Politiques économiques - L’austérité n’est pas un choix, mais une nécessité

Les difficultés économiques et financières qu’éprouvent depuis quelques années les pays occidentaux ne sont pas de nature passagère. Il s’agit au contraire d’une crise profonde suscitée par la politique budgétaire que poursuivent ces pays depuis le milieu des années 1970. Sauf pendant une partie des années 1990, l’endettement des gouvernements n’a cessé de croître au cours des 35 dernières années.


En 2010, l’endettement du secteur public de l’ensemble des pays membres de l’Organisation de coopération et de développement économiques (OCDE) a atteint un peu moins de 97,6 % de leur PIB combiné. Autrement dit, la dette publique totale des pays de l’OCDE est maintenant presque égale à la valeur de leur production annuelle de biens et services.


Étant donné l’ampleur des déficits budgétaires enregistrés l’année dernière, on prévoit que le niveau d’endettement de 2011 (qui ne sera officiellement établi que dans un an) sera encore plus élevé. Mais ce qui est plus inquiétant encore, c’est que ce niveau d’endettement augmente beaucoup plus vite depuis 2008 qu’au cours des années antérieures.


La gravité de la crise varie d’un pays à l’autre, comme l’indiquent les ratios dette/PIB de 2010 publiés récemment par l’OCDE. Le ratio le plus faible est celui de l’Estonie (12%), le plus élevé celui du Japon (200 %).


À mi-chemin de ces deux extrêmes se trouvent la Belgique (101 %), la France (94 %), l’Irlande (102 %), le Portugal (103 %) et les États-Unis (94 %).


Deux pays sont plus lourdement endettés que ces derniers : la Grèce (147 %) et l’Italie (127 %). Et deux autres le sont un peu moins : le Canada (84,2 %) et le Royaume-Uni (82,4 %).

 

Un problème structurel


Mais ce qui est commun à tous ces pays, c’est que la part des travailleurs actifs dans la population totale tend à diminuer par suite du vieillissement de la population et de la hausse du chômage. La conséquence en est que plus on tarde à revenir vers l’équilibre budgétaire, plus la situation risque de se détériorer. Le problème des finances publiques n’est pas uniquement conjoncturel, il est aussi structurel.
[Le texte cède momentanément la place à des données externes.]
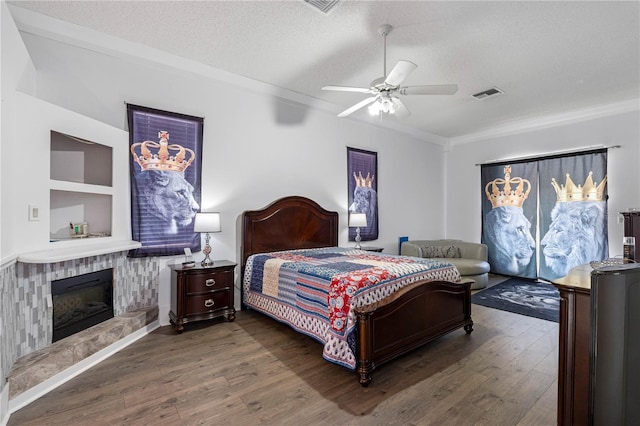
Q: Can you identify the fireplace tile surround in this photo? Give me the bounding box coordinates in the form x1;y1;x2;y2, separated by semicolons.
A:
0;251;160;406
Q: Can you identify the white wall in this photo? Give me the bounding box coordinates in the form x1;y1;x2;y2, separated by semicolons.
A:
0;2;36;263
446;109;640;256
2;15;444;323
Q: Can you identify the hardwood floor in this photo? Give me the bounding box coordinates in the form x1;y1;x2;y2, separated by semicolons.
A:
8;280;558;426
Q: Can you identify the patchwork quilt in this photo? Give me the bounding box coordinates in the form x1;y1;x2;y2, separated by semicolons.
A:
242;247;460;370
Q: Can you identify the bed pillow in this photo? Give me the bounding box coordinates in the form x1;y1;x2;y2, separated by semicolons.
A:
420;246;460;258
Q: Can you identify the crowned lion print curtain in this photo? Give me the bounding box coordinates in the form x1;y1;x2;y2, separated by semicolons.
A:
481;149;609;280
127;104;204;257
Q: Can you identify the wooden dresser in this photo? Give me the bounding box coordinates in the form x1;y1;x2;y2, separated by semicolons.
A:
169;260;236;333
553;265;592;425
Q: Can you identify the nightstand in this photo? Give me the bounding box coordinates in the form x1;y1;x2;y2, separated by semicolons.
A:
169;260;236;333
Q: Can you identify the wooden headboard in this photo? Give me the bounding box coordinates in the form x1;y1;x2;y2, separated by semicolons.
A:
242;196;338;272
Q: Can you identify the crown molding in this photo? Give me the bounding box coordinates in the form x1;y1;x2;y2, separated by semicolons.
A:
8;4;448;146
449;98;640;146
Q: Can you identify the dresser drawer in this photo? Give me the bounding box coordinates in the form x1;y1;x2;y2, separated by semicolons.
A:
185;290;231;315
186;270;233;294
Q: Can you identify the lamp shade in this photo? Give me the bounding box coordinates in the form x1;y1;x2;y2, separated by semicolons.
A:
349;213;367;228
193;212;220;232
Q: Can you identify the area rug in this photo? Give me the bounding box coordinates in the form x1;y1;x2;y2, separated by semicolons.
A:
471;278;560;322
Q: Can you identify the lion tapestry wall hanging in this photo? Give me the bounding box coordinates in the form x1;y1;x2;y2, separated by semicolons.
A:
347;147;378;241
127;104;203;257
481;149;609;280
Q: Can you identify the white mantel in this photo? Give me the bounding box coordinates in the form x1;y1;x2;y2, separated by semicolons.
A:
18;240;142;263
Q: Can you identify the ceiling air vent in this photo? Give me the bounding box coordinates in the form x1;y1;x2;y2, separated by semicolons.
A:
471;87;504;99
304;0;340;15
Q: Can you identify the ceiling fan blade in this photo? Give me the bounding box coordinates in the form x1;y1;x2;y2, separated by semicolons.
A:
384;61;418;87
322;86;373;93
398;84;458;95
391;98;411;118
338;96;378;117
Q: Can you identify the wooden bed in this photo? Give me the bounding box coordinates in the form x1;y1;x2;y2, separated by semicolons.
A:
241;196;473;386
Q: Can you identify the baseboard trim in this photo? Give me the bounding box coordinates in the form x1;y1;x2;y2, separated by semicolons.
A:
2;320;160;416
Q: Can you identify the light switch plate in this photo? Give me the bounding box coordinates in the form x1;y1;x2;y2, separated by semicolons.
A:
29;204;40;222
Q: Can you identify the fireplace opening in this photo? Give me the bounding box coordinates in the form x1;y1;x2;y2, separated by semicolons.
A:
51;268;113;342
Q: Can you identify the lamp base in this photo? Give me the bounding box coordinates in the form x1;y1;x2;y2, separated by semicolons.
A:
200;232;213;268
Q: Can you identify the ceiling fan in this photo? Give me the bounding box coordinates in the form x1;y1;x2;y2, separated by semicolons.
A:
322;24;458;118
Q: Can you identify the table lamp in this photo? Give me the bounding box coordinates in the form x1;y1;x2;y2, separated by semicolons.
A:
193;212;220;268
349;213;367;250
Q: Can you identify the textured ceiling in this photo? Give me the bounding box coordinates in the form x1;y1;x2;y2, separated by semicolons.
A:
7;0;640;138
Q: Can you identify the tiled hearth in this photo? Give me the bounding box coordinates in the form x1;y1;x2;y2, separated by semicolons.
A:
0;251;160;410
9;307;158;400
Dans une étude récente (Fiscal Consolidation : Part 3 -Long-Run Projections and Fiscal Gap Calculations), des économistes de l’OCDE ont tenté d’évaluer l’ampleur des sacrifices budgétaires que chacun des pays membres de cette organisation devra consentir pour assurer sa viabilité financière à long terme. Plus précisément, en tenant compte de diverses variables démographiques et économiques, on a tenté de déterminer l’ampleur des hausses de recettes ou de compression des dépenses (mesurées en pourcentage du PIB) que chaque pays devrait effectuer pour stabiliser d’ici 2050 son ratio dette/PIB à 50 % (un niveau d’endettement jugé raisonnable). L’étude appelle « écart budgétaire » l’ampleur de l’effort ainsi consenti.


Par exemple, si un pays a un « écart budgétaire » de 10 %, cela signifie que son gouvernement doit dès maintenant, et de manière permanente, procéder à des compressions de dépenses et à des hausses de recettes dont la valeur combinée correspond à 10 % du PIB, s’il veut voir son ratio dette/PIB évoluer d’ici 2050 vers 50%.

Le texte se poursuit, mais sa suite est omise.